Colorado’s marijuana legalization laws have had the unintended side effect of causing problems for Colorado residents, with some drivers claiming that out-of-state are police are profiling their license plates in the search for those bringing legal weed out of the state.

In a related report by The Inquisitr, Colorado’s marijuana taxes are expected to bring in nearly $100 million in tax revenue this year, a figure that exceeds the state’s original expectations by 40 percent. Advocates for legal weed are also saying law enforcement officials need to eat crow, since property crimes in Denver alone fell 14.6 percent and violent crimes dropped by 2.4 percent when the very opposite was predicted before the laws were passed.

A Colorado retiree named Darien Roseen claims a police officer in Idaho pulled him over while searching for marijuna:

“[The Trooper] did not initially give Roseen a reason for contacting him, but eventually said that Roseen failed to signal before he exited and that he bumped into two curbs at the rest stop” The trooper then asked Roseen why his eyes seemed glassy and ask him if he was transporting anything inappropriate. Roseen told the trooper he had prescription meds with him, at which point the officer asked him about the last time he smoked marijuana. [Roseen] was offended by his treatment — assuming that not only was he a user but that he was carrying marijuana into Idaho just based on the fact that he has Colorado license plates.”
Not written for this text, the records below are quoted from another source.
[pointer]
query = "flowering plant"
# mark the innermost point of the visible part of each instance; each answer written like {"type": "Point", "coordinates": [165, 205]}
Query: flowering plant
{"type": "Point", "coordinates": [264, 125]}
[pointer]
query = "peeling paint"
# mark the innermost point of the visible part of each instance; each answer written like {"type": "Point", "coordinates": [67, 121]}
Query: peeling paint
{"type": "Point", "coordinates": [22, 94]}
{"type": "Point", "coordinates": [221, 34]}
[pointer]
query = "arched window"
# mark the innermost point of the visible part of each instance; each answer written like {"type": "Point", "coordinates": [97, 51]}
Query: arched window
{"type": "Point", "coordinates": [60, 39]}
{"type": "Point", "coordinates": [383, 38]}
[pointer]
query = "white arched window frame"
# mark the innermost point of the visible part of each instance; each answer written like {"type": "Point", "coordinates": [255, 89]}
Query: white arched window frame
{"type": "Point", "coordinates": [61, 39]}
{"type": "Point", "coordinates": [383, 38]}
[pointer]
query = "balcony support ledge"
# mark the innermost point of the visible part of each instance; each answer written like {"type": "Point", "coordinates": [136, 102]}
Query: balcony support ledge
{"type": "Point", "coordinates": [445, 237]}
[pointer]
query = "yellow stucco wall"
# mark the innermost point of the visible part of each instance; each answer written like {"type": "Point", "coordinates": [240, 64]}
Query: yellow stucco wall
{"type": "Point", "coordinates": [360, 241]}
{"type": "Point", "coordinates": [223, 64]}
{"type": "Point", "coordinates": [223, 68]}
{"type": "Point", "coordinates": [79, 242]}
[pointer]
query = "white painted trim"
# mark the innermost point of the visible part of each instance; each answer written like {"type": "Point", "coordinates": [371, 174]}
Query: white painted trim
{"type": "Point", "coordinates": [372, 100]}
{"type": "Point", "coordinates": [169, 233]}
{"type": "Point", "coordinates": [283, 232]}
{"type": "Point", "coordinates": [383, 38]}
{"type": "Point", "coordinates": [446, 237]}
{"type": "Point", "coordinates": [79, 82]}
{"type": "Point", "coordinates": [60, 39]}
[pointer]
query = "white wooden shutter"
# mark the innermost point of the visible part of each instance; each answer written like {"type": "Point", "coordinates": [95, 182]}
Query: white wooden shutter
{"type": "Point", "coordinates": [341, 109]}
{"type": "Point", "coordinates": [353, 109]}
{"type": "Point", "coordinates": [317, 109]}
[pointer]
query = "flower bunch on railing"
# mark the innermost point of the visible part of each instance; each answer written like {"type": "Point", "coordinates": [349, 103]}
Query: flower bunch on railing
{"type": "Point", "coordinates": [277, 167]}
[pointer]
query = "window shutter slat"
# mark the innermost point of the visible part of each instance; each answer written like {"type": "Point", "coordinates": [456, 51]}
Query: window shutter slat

Mr. Roseen claims he has never consumed marijuana in his life and he’s filing a lawsuit based upon license plate profiling in addition to civil rights violations.

But this type of incident is apparently not an isolated case. Other Colorado drivers have made similar complaints about police profiling their license plates when driving in states like Illinois and Missouri. One incident involved a 57-year-old man named David Adkins and a girlfriend named Kay Harmon who were pulled over by an undercover cop in Nevada due to suspicion of drug possession. The couple claimed the cop “didn’t ask for a license, registration, nothing,” and they believed the officer was on the hunt for marijuana legally purchased in Colorado:

“There was no reason for him to pull us over. Only because we had a Colorado license plate and he stuck his head in there and started sniffing as soon as he came up to the car.”

It’s possible that other Colorado driver may join Roseen in filing lawsuits based upon the Fourth Amendment. Mark Bederow, a New York-based criminal defense attorney, says federal law allows a police officer to “stop a vehicle as long as he has probable cause to believe that a traffic violation occurred, even if his subjective intent is to seek evidence of drug possession for which he lacks probable cause.” But if cops are literally profiling Colorado drivers because of the state’s marijuana legalization law then the police are breaking the law:

“If law-abiding Colorado drivers are being stopped without cause because officers have a ‘hunch’ that the driver possessed drugs, then the amount of lawsuits will likely increase greatly. License plate profiling’ and detaining a motorist merely because his vehicle is registered in Colorado is plainly unconstitutional under the Fourth Amendment.”

What do you think of the accusations of legal weed causing police to profile Colorado drivers?